Sono decine i bambini palestinesi che l’Italia sta accogliendo nelle proprie strutture mediche insieme alle famiglie, o a quel che ne rimane. Anche di loro ha parlato la premier Giorgia Meloni, alla Camera, durante l’intervento per fare il punto della situazione sull’escalation in Medio Oriente e il bombardamento americano sull’Iran. M. non sa se potrà ancora usare le mani o camminare. Ha già subito svariati interventi chirurgici. Non sa quanti. Non lo sa più neanche sua madre. “Ho il terrore di perderla”, dice la madre, seduta accanto al letto della figlia. Gli occhi sono vuoti, lo sguardo fisso, prosciugato dal dolore. Prima di entrare in sala operatoria M. sussurrava: “Ho paura. Ho paura di perdere le gambe e le mani”.

La sorella adolescente ha ferite meno gravi, ma anche lei ha subito operazioni alle gambe. E poi c’è il fratello maggiore. È fisicamente illeso, ma porta in faccia la stessa espressione che ha sua madre: un volto che non ha più spazio per la paura, solo per la sopravvivenza. Sono vivi, ma la loro anima risiede in questo momento altrove.

Nel pomeriggio di martedì 24 giugno, la madre della bambina ha ricevuto una telefonata. Dall’altro capo della linea, Valentina Spata e Fethia Bouhajeb. La donna non riusciva a parlare. Ogni parola era una scheggia da estrarre, ogni ricordo una ferita che non si rimargina. Non era solo un racconto: era la cronaca viva di un massacro. “Raccontare quanto accaduto è una ferita aperta che continua a sanguinare”, spiega.

Il personale del Cannizzaro ha accolto i bambini con una professionalità che la donna definisce “straordinaria e umana”. L’Osservatorio Internazionale per i Diritti Umani ha promesso supporto psicologico, legale e assistenziale. La prossima settimana andranno in visita dalla famiglia in ospedale.

Non si sa nemmeno se M. potrà tornare a camminare

Non c’è ancora un orizzonte definito. Non si sa quanto dureranno le cure. Non si sa nemmeno se M. potrà tornare a camminare. Ma c’è un presente. Un letto d’ospedale, delle mani che la curano, degli occhi che la guardano non come una vittima, ma come una bambina da proteggere.

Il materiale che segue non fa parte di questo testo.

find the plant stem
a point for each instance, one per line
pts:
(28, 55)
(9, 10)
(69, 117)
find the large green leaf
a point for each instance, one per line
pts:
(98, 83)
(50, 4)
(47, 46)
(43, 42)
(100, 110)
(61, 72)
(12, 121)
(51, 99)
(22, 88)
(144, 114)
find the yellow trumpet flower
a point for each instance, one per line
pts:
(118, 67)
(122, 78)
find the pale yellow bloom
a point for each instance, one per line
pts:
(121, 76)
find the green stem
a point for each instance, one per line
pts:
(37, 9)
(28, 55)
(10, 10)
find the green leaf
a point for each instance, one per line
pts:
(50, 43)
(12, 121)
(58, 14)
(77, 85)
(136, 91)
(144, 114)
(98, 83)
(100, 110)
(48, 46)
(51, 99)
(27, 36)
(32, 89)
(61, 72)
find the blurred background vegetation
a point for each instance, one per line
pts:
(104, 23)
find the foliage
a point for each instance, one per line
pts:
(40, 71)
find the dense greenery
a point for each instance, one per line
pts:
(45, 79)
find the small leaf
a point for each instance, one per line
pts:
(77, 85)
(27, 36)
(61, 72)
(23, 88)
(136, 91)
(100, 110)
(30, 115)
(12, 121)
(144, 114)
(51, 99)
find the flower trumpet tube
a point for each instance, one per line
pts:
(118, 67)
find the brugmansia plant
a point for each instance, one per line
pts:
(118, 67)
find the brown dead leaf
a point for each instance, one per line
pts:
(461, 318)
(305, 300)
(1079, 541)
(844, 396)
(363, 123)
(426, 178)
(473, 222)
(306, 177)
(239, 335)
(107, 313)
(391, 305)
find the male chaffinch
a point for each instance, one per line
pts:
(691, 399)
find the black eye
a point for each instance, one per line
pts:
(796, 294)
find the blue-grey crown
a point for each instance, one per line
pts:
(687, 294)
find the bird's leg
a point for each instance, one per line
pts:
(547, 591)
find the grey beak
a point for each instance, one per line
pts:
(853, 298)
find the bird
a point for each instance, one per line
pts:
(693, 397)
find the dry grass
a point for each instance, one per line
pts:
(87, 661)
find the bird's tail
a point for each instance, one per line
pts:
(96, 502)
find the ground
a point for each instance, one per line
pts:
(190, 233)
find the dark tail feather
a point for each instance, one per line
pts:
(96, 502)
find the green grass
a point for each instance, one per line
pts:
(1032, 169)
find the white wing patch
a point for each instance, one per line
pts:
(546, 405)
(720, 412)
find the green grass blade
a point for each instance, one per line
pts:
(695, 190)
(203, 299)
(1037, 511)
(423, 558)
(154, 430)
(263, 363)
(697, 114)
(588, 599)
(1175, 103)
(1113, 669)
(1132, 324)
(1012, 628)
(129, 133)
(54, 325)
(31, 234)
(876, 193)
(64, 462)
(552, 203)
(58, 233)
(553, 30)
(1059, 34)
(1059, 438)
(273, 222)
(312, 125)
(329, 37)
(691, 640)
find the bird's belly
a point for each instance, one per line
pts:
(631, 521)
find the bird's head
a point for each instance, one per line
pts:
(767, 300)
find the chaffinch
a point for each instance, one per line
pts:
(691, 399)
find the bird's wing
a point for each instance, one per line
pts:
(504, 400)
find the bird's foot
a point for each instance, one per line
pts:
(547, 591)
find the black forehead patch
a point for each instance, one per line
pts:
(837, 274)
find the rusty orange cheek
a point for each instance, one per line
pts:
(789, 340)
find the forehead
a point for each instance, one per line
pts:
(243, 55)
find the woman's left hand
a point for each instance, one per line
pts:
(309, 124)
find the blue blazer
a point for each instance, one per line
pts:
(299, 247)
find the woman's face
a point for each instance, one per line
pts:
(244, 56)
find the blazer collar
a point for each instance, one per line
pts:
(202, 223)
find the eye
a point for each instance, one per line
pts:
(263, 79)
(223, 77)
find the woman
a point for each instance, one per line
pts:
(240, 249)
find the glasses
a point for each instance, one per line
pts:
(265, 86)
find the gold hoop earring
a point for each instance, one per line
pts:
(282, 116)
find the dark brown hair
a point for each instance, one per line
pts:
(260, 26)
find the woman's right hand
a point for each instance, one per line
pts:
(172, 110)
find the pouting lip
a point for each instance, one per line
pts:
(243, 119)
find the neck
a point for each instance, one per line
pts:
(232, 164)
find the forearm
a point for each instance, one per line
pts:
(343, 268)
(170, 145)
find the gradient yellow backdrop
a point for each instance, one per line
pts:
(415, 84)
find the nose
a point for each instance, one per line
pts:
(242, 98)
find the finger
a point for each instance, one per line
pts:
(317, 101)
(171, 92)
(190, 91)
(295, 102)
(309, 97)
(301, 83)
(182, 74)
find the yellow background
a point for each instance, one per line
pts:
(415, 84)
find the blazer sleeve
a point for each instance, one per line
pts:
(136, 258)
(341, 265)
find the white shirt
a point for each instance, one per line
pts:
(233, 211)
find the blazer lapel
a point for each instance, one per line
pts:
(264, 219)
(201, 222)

La storia della piccola non è un’eccezione. Secondo dati Unicef diffusi lo scorso mese, sono oltre 50 mila i bambini uccisi o rimasti feriti a Gaza sotto i colpi delle bombe israeliane. Il suo corpo non racconta soltanto la storia di una sopravvissuta, ma è anche la cronaca di un crimine che chiede ancora risposte. E giustizia. Nel frattempo, continuerà a lottare. Silenziosa, fragile, ostinata. Come fanno i bambini che sopravvivono a ciò che nessun bambino dovrebbe vivere.